As I write this..and think about how she treated her own mother, I shouldn't be so surprised that I get crapped on time and again. What a brat.

Jsmom's picture

Aren't these manipulative SD's fun. Ours sued us to live with BM because we had too many rules. But, will tell everyone she sees that DH threw her out and I abused her. Never touched the kid. DH told her that since she wouldn't let him parent her and she wanted to live with mom, go. She left with the clothes on her back and her backpack. Nothing else. Now after a year and a half we are starting to throw out her stuff. Goodwill is going to love us next week. All the AE and Hollister clothes to some friends and everything else gone. We kept her room as it was, thinking she would come back. But, after all the things people have said to me, she is no longer welcome in our lives. DH can see her if she sets it up (4 times so far), but I want nothing to do with the kid.

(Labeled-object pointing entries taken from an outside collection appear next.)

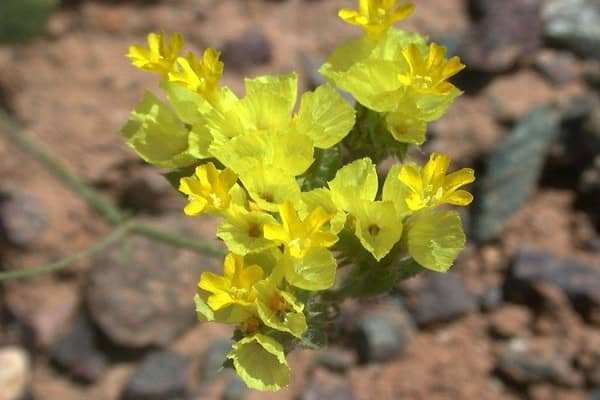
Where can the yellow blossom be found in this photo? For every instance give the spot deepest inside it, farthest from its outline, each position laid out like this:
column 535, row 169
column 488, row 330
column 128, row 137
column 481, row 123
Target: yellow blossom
column 208, row 189
column 236, row 286
column 376, row 16
column 431, row 187
column 200, row 76
column 299, row 236
column 160, row 56
column 429, row 74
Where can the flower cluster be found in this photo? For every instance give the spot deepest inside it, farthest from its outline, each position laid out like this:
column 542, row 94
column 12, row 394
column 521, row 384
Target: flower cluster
column 296, row 202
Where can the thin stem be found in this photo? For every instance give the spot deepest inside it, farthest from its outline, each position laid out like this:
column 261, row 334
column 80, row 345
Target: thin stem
column 177, row 240
column 97, row 247
column 112, row 214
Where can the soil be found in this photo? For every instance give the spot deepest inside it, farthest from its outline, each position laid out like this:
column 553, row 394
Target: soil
column 72, row 91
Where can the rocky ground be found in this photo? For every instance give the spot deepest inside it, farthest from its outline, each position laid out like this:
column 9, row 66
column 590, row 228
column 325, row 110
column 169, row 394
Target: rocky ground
column 517, row 318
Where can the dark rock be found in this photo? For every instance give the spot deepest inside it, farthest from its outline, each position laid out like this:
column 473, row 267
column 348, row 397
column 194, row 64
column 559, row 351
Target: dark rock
column 511, row 173
column 383, row 334
column 525, row 368
column 324, row 385
column 574, row 24
column 250, row 49
column 22, row 218
column 490, row 299
column 236, row 389
column 335, row 360
column 161, row 376
column 442, row 298
column 77, row 352
column 558, row 67
column 503, row 34
column 146, row 191
column 578, row 281
column 14, row 373
column 140, row 291
column 214, row 359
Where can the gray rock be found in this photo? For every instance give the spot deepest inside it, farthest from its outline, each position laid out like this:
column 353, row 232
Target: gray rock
column 559, row 67
column 323, row 385
column 161, row 376
column 22, row 218
column 504, row 33
column 383, row 335
column 214, row 359
column 251, row 49
column 574, row 24
column 78, row 352
column 578, row 281
column 140, row 291
column 236, row 389
column 511, row 173
column 14, row 373
column 525, row 368
column 490, row 299
column 442, row 298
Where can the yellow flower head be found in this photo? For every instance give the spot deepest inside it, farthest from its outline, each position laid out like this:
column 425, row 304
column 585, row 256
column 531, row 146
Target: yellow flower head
column 431, row 187
column 200, row 76
column 301, row 236
column 160, row 56
column 429, row 74
column 376, row 16
column 208, row 189
column 235, row 287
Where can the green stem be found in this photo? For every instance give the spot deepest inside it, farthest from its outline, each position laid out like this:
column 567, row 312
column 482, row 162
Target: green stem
column 97, row 247
column 113, row 215
column 177, row 240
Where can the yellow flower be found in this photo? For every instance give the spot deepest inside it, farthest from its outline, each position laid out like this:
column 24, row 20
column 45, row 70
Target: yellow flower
column 160, row 56
column 431, row 187
column 200, row 76
column 376, row 16
column 301, row 236
column 235, row 287
column 429, row 74
column 208, row 189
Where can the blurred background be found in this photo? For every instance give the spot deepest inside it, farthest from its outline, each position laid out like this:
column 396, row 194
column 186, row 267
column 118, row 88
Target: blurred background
column 517, row 318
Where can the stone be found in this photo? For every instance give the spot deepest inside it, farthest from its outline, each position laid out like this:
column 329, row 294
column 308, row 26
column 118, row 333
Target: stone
column 510, row 321
column 580, row 282
column 235, row 389
column 559, row 67
column 214, row 359
column 14, row 373
column 383, row 335
column 325, row 385
column 335, row 360
column 503, row 34
column 140, row 291
column 43, row 307
column 22, row 217
column 250, row 49
column 442, row 298
column 490, row 299
column 78, row 352
column 162, row 375
column 525, row 368
column 511, row 173
column 574, row 24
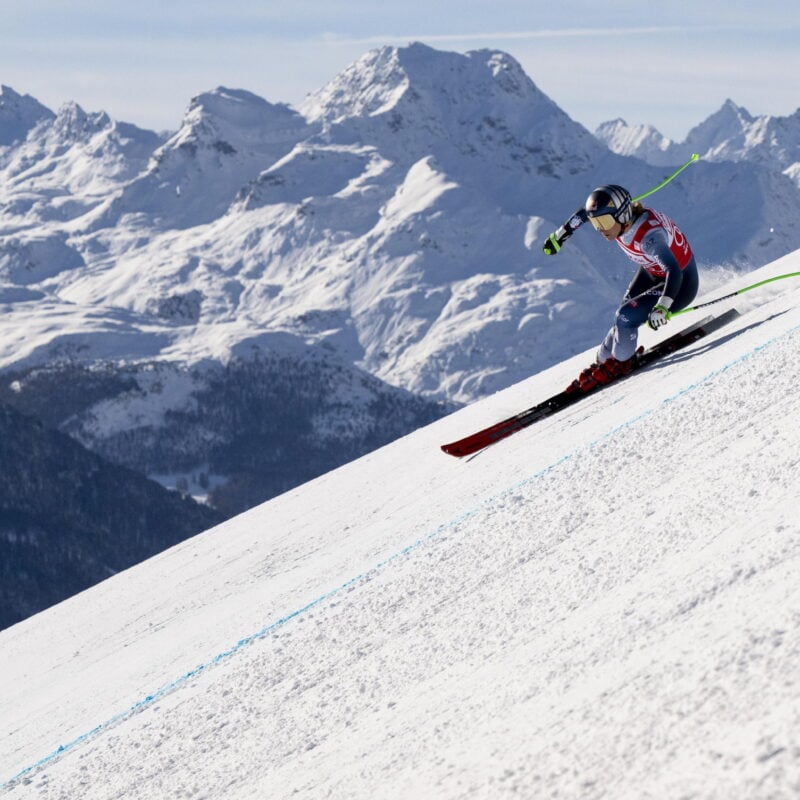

Take care of your mom and leave this girl out of you and your family's life. Works well for me for now. Someday I want to tell the kid off for the whole situation, but I won't out of respect to DH. But, tell one more person that I abused you and all bets are going to be off.

sandye21's picture

Sicker than hell but no surprise. "WTF is wrong with that kid???" She's a Narcissist - plain and simple. Narcissists do not have the capacity to empathize or think of anyone else unless by doing so the attention is refocused on them. In fact, in a round-about way she may even accomplished this! It is sad you gave so much for what you are getting in return form her but love is like a checking account; your deposits and withdrawwls have to equal out or someone goes bankrupt. It appears 'jsmom' disengaged like I have. It hurts for a while but feels oh-so-good in the long run.

THEE WITCH's picture

The term "Narcissist" hit's the nail on the head. I failed to mention in all of that...When DH called her on the carpet for a "Come to Jesus" talk, she subsequently asked, "BTW... are you gonna throw me a grad party?" His reply.. "Not without X. She's my partner, by my side and that's the way it's gonna be." When he recounted the conversation... I was aghast. WTF !!!!!!!!!!!!! First of all, she's asking for a Grad Party, while we are in the middle of a family crisis, and mind you he's chastising her for her lack of manners. Second of all, even if we weren't in the middle of this turmoil, why in the hell would I throw her a grad party? What incentive do I have to put my time, money and energy toward throwing her a grad party? I am over 3K in debt still because we just renovated the basement of the house to create a living space for her. The room was completed, she moved into it, and a month later... moved out, because she didn't like to do chores or have a curfew at 18. It was pointed out to me that the renovation (addition) added value to my home. Are you kidding me? In this ecconomy? When house prices have fallen and the ecconomy is in the tank.. It is not the time to be thowing away good money. And everytime I have to write a check out on that credit card due 3k.. I cringe. And she's asking for a grad party???? ohhh hell no. A grad party is supposed to be a celebration of accomplishing something. She's graduated. whooo hoo. But it's also a money making scheme. Another means of laundering money. We put in money for a party... so everyone can come clap her on the back and hand her a fat envelope. ahhhhh NO. You're on your own kid. Throw your own party. And to ask... while the life of a family member is lying in the balance.. Wow. That one floored me.